Lost amid the noise was another veto, one Governor Brewer issued by signing legislation overturning HB 2305, a package of voter suppression laws. The package was a broad and far-reaching bill, with provisions that would have kicked voters off the state's permanent early voting rolls and criminalized "get out the vote" activities that are designed to increase participation in voting.
So as some were praising the Governor for vetoing the license-to-discriminate bill, should we also have praised her for overturning HB 2305?
Don't be fooled. There's more to the story.
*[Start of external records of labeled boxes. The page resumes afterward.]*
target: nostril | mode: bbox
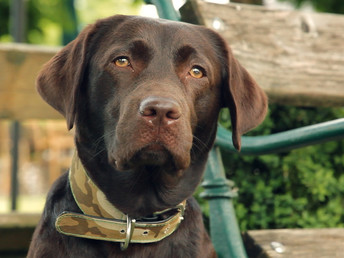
[166,109,181,120]
[140,108,157,116]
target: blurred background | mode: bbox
[0,0,344,231]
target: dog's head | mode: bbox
[37,16,267,214]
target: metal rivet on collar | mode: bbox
[121,215,136,251]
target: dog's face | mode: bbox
[37,16,267,214]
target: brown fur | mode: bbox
[28,16,267,257]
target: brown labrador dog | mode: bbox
[28,15,267,258]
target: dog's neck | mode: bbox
[55,153,186,250]
[69,152,185,220]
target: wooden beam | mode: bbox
[243,228,344,258]
[0,44,62,120]
[181,0,344,106]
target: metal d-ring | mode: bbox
[121,215,136,251]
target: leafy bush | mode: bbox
[221,105,344,230]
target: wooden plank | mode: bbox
[0,213,41,253]
[181,0,344,106]
[0,44,62,120]
[244,228,344,258]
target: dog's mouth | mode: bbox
[115,142,189,172]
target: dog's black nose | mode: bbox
[139,97,182,125]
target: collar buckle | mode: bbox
[121,215,136,251]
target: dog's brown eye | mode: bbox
[189,67,204,79]
[115,57,130,67]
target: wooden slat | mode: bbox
[244,228,344,258]
[0,44,62,120]
[181,0,344,106]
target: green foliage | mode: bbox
[0,0,142,45]
[221,105,344,230]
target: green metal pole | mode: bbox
[201,147,247,258]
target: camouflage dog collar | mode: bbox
[55,153,186,250]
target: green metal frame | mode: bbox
[146,0,344,258]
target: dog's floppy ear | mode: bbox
[36,25,93,129]
[223,46,267,150]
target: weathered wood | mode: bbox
[0,213,41,253]
[181,0,344,106]
[0,44,62,120]
[244,228,344,258]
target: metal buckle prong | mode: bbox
[121,215,136,251]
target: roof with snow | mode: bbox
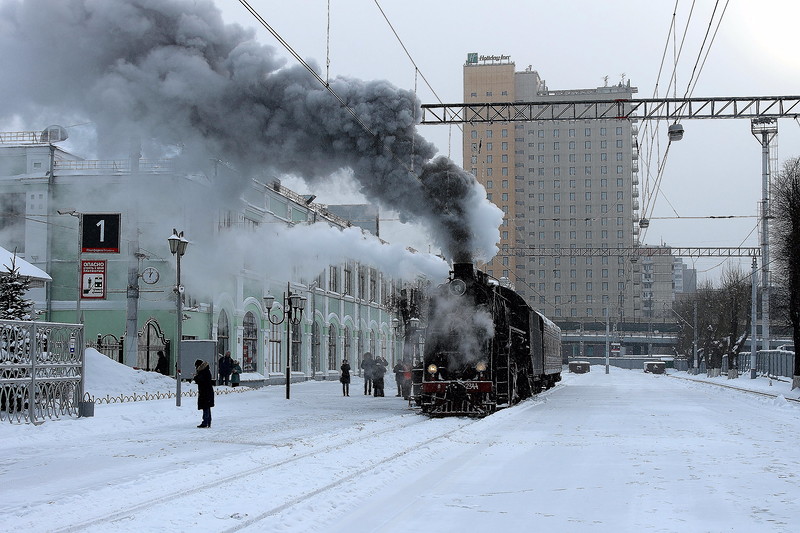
[0,246,53,281]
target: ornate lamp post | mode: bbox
[264,283,308,400]
[167,229,189,407]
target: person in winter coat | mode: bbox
[231,359,242,387]
[194,359,214,428]
[155,350,169,376]
[361,352,375,394]
[402,357,413,400]
[339,359,350,396]
[372,357,389,398]
[217,352,233,385]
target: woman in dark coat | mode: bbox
[156,350,169,376]
[339,359,350,396]
[194,359,214,428]
[372,357,389,398]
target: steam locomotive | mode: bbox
[415,263,561,417]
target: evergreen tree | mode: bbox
[0,253,33,320]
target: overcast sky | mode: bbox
[217,0,800,279]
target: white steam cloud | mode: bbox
[0,0,502,261]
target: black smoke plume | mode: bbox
[0,0,502,261]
Earlier this year, 146,000 voters in Arizona signed a petition to put a referendum of HB 2305 on the ballot in November. When the Governor overturned the law, she also voided the referendum. As such, voters will no longer get the final say on the matter.
The Governor stopped a statewide conversation about picking and choosing who gets to vote - an important conversation that is currently happening all across America.
Here are some of the most important ballot measures on voting access that we're watching in 2014:
• In Missouri, a proposed initiative would create six weeks of early voting prior to the general election. The initiative's proponents are gathering signatures to put their proposal on the ballot in November.
• In Ohio, a ballot initiative that would lock in early voting and make it easier for people to register to vote has, so far, been blocked by Attorney General Mike DeWine. The initiative's proponents hope to qualify for the general election this fall.
• In Montana, the legislature put two measures on the November ballot that restrict access to voting. One would eliminate same-day registration. The other would exclude third party candidates from the general election.
• A number of other states have potential ballot measures requiring photo ID when voting or expanding access to early voting.
• The last time voters were asked to weigh in on voting rights was two years ago in Minnesota, where a proposal to require photo ID was shot down by the voters.
Americans are seeing their voting rights restricted all across the country. Fueled by groups such as ALEC (the American Legislative Exchange Council) and its network of state-based stink tanks, efforts to strip away voting rights have popped up in more than 19 states with proposals to reduce voter registration opportunities, reduce access to early voting and make it harder for students to vote.
Limiting participation in our democracy allows politicians to pick the voters who decide everything from candidate elections to economic fairness, protecting women's health, workers' rights and LGBT equality. Disturbingly, this effort disproportionately excludes women, people of color, transgender people and the elderly from participating.
In several states, including Arizona, voters are using ballot measures to protect their right to vote and lend their voices to this national conversation on voting rights.
What's more American than discussing our right to vote and access to the ballot box?
Brewer's actions may have stopped the referendum, but she hasn't stopped the conversation. And in this conversation, voters have a voice.